« L’homme en tant qu’individu fait d’os et de chair, de moelle et de nerfs, de peau couverte de poils et de cheveux, se nourrit d’aliments et de boissons. Mais son âme, son esprit, vit de trois choses :  voir ce qu’il a envie de voir, dire ce qu’il a envie de dire, et faire ce qu’il a envie de faire ; si une seule chose venait à manquer à l’âme humaine, elle s’étiolerait définitivement. » page 42 Que manque-t-il à notre narrateur ? Va-t-il laisser son âme s’étioler ? Découvrons ensemble!Le récit est tellement captivant qu’on est obligé de lire, de continuer et de ne point vouloir s’arrêter. Dès les premières pages, le narrateur s’est mis à nous décrire son enfance. Une description qui vous hypnotise et vous plonge dans la vôtre et pendant que vous rêvez, il partage avec vous ses souvenirs. Le narrateur raconte son enfance où son père n’a toujours pas été là à cause de son travail. Malgré cette absence, le lien familial avec son père était solide jusqu’au jour où, comme un élément perturbateur, la mère adoptive de son père, la sœur Violaine, tira sa révérence.

Selon les mots du narrateur, son père devint taciturne et solitaire. Il voulait connaitre ses origines. Il savait qu’il n’était pas vraiment français. Il était peut-être français dans la tête, mais pas de couleur de peau. Après avoir lu des mots laissés par sœur Violaine, qui bouleversa son existence, il entreprit d’aller à la recherche de ses origines. C’est là que tout devient intéressant. Le suspens est entretenu sur des pages ; soutenu par des énigmes.

Il a appris que son destin était lié à un souhait. Quelqu’un a un jour désiré la vie éternelle.« Avec la vie éternelle, je suis plus ou moins sûr qu’un jour ou l’autre la richesse me viendra, et que je pourrai alors en jouir à tout jamais avec ma femme et mes deux enfants » Page 31

Djédjé Bellanger ou Djédjé Préki ou encore Djédjé Pièga devra comprendra grâce à son périple que « le chien a beau avoir quatre pattes, il ne peut emprunter deux chemins à la fois. » Page 67 et que « la violence du vent n’enlève pas les tâches du léopard ».

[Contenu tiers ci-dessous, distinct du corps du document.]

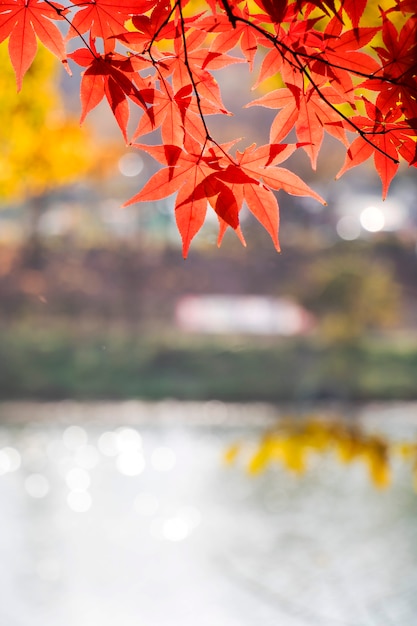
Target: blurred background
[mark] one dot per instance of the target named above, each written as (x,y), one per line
(126,372)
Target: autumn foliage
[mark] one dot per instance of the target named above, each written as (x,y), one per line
(337,70)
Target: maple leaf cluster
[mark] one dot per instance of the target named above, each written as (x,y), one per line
(335,73)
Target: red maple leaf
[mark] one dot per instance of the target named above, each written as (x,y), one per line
(108,76)
(23,21)
(384,137)
(105,18)
(308,112)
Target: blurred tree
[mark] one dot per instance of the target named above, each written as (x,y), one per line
(349,301)
(43,147)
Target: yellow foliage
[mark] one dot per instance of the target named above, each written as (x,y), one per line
(294,441)
(41,146)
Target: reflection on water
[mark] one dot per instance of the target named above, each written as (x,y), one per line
(137,522)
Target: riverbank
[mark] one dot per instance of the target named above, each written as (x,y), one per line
(62,361)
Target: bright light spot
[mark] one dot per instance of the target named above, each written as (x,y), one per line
(175,529)
(190,515)
(372,219)
(10,460)
(37,485)
(146,504)
(79,501)
(107,444)
(49,570)
(130,463)
(163,459)
(86,456)
(128,440)
(348,228)
(56,451)
(130,164)
(74,437)
(78,479)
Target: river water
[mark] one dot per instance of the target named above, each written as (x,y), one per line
(126,515)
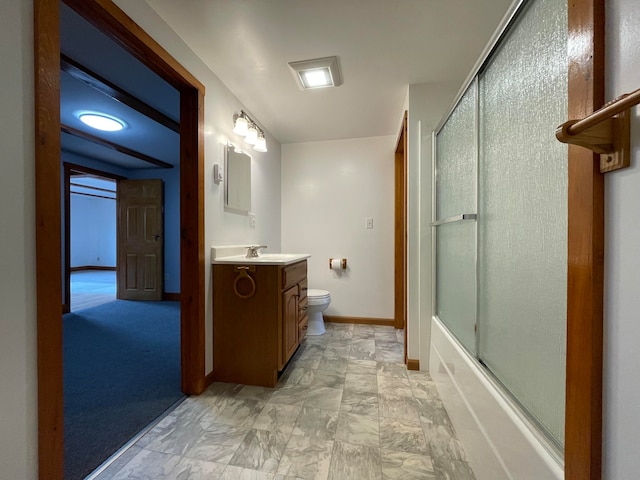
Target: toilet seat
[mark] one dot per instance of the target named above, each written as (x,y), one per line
(317,297)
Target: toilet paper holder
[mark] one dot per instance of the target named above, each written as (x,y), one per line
(337,263)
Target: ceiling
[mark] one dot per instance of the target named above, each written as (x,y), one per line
(383,47)
(93,51)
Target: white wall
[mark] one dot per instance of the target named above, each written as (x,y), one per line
(328,189)
(622,259)
(220,106)
(428,103)
(93,231)
(18,410)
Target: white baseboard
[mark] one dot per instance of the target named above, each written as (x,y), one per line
(499,443)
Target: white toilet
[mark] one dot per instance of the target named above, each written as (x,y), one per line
(317,302)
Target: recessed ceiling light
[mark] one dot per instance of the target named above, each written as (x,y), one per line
(101,121)
(317,73)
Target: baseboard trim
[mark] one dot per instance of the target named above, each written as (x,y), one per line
(91,267)
(413,364)
(360,320)
(208,380)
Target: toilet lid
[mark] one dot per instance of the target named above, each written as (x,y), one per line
(315,293)
(318,297)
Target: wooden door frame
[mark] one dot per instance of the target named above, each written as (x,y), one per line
(400,233)
(585,256)
(68,168)
(107,17)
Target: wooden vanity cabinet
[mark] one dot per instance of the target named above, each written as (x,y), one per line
(259,319)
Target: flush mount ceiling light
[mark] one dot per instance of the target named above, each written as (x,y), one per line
(317,73)
(253,135)
(102,121)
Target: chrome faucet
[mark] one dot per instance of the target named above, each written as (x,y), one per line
(252,251)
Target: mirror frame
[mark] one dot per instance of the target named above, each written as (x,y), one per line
(231,176)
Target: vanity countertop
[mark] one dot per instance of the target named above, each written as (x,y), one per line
(262,259)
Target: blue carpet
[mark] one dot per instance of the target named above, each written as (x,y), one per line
(121,371)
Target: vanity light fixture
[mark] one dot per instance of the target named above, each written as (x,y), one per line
(101,121)
(317,73)
(253,135)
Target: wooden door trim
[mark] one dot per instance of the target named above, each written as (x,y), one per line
(585,273)
(105,15)
(400,232)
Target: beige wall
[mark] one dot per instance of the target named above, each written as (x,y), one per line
(328,190)
(622,259)
(18,410)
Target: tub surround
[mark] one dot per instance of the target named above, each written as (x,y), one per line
(500,443)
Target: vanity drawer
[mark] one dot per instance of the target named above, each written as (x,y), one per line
(302,308)
(292,274)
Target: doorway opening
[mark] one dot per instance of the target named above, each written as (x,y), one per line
(117,25)
(90,240)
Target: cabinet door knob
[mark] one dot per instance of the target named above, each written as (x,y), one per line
(243,275)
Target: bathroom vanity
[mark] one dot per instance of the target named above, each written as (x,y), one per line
(259,316)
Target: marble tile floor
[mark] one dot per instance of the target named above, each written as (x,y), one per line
(345,408)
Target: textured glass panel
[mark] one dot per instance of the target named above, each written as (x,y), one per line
(522,218)
(456,280)
(456,177)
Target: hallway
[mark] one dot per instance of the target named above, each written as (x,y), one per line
(344,408)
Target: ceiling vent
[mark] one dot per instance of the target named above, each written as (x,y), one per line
(317,73)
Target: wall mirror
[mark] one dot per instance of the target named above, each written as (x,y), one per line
(237,184)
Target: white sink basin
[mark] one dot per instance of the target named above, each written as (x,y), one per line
(263,259)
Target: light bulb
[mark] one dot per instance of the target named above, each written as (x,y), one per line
(242,126)
(252,135)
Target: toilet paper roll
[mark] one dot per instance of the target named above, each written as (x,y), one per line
(337,263)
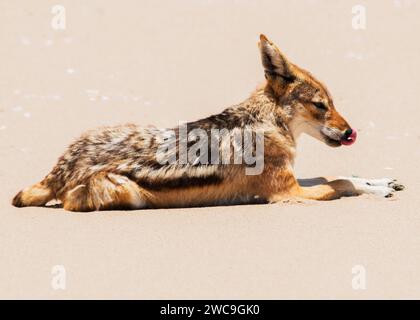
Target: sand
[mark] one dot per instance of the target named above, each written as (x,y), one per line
(161,62)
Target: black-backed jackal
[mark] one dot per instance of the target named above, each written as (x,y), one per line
(118,167)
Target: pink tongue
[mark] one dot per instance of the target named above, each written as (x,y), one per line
(350,139)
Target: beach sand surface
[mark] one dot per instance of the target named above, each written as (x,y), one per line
(165,62)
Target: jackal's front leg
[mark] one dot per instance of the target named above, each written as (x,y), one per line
(334,188)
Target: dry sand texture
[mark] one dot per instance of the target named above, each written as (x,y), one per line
(160,62)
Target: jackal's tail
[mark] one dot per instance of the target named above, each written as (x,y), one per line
(35,196)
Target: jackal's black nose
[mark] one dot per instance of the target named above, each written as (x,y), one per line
(349,137)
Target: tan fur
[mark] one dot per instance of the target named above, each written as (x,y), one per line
(117,167)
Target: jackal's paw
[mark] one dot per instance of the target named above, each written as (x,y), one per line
(381,187)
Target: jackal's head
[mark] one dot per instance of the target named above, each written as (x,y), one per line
(306,101)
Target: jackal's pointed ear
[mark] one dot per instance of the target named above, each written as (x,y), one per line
(274,62)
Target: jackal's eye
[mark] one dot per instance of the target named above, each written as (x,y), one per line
(320,105)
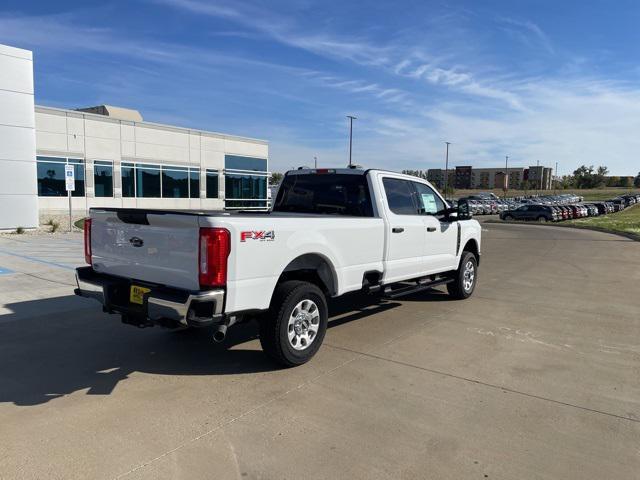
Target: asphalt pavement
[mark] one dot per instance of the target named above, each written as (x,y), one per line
(536,376)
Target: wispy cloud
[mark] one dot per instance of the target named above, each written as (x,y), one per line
(527,32)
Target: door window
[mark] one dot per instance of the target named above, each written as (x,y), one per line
(400,194)
(428,201)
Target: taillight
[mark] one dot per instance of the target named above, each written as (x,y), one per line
(87,240)
(215,246)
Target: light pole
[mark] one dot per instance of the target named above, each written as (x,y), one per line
(446,171)
(351,119)
(506,176)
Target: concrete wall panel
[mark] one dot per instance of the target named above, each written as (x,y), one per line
(18,185)
(17,109)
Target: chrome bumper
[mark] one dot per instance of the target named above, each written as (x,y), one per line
(180,306)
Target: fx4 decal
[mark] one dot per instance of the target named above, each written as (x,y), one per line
(261,235)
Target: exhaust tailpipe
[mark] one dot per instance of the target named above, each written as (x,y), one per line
(220,334)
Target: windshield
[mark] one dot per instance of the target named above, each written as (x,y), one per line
(337,194)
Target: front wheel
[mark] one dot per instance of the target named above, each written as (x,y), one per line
(465,278)
(293,329)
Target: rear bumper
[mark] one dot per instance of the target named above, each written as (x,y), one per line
(162,305)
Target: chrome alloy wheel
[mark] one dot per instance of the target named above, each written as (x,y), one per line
(468,276)
(303,324)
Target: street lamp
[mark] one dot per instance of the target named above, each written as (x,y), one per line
(351,119)
(506,176)
(446,171)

Au-delà de la beauté de ce roman, il est question du dualisme entre le bien et le mal, entre religions endogènes représentées par le Kpihi, l’homme de pierre et religion chrétienne catholique représentée par l’Autre. Le Kpihi juge avoir des connaissances que jamais l’Autre ne pourra avoir ou enseigner.

On observe un choc culturel. Le père du narrateur qui a toujours vécu à l’extérieur se sent perdu dans son propre pays, vulnérable et incapable de comprendre sa propre langue. Alors qu’il croyait que la plupart que ses hôtes ne comprenaient pas le français et en était surpris de les voir lui répondre aisément et correcteur. Choqué de toute part, parce qu’encore dans son pays ou du moins dans son village, il sera immolé en sacrifice au Kpihi pour apaiser la colère de ce dernier. Il dira dans sa note à son fils : « Ce continent est le lieu de choses qu’il serait bien difficile à des Occidentaux comme nous de comprendre. » page 103

« À la poursuite de l’homme de pierre » est un chef-d’œuvre ou l’imagination et la raison s’entremêlent. Les contes sont d’une grande motivation. Nous devons nous hâter à les redynamiser et les transposer dans l’ère actuelle du numérique. Il nous faut trouver la façon de faire vivre le conte au travers du digital pour chaque soir, émerveiller les tout petits et motiver les grandes personnes. Qu’est-ce qui nous restera quand on aura tout perdu ? Aujourd’hui, nous sommes dans un monde voulu par d’autres personnes. Un village planétaire qui s’impose à nous malgré nous. Que proposons-nous en retour dans ce grand marché ? Les Smartphones ont remplacé le feu du soir, les beaux discours à table en famille. On est proche mais on est si loin. Qu’en est-il de notre culture ? Devons-nous nous contenter de suivre la tendance ? Les questions restent posées.

Stéphane Kalou est un Ivorien, il vit et travaille en freelance en communication. Paru aux éditions Présence Africaine, « A la poursuite de l’homme de pierre » est un roman de 191 pages. Il est écrit dans un style courant et à accessible à tous. Ici narration passe d’une personne à une autre. Ce qui est un pur régal. Le titre du roman est conforme à ce qu’on pourrait espérer mais se dévoile pas sur les premières pages. Ce livre est un repas copieux, ce roman ! Bonne lecture à vous et à très vite!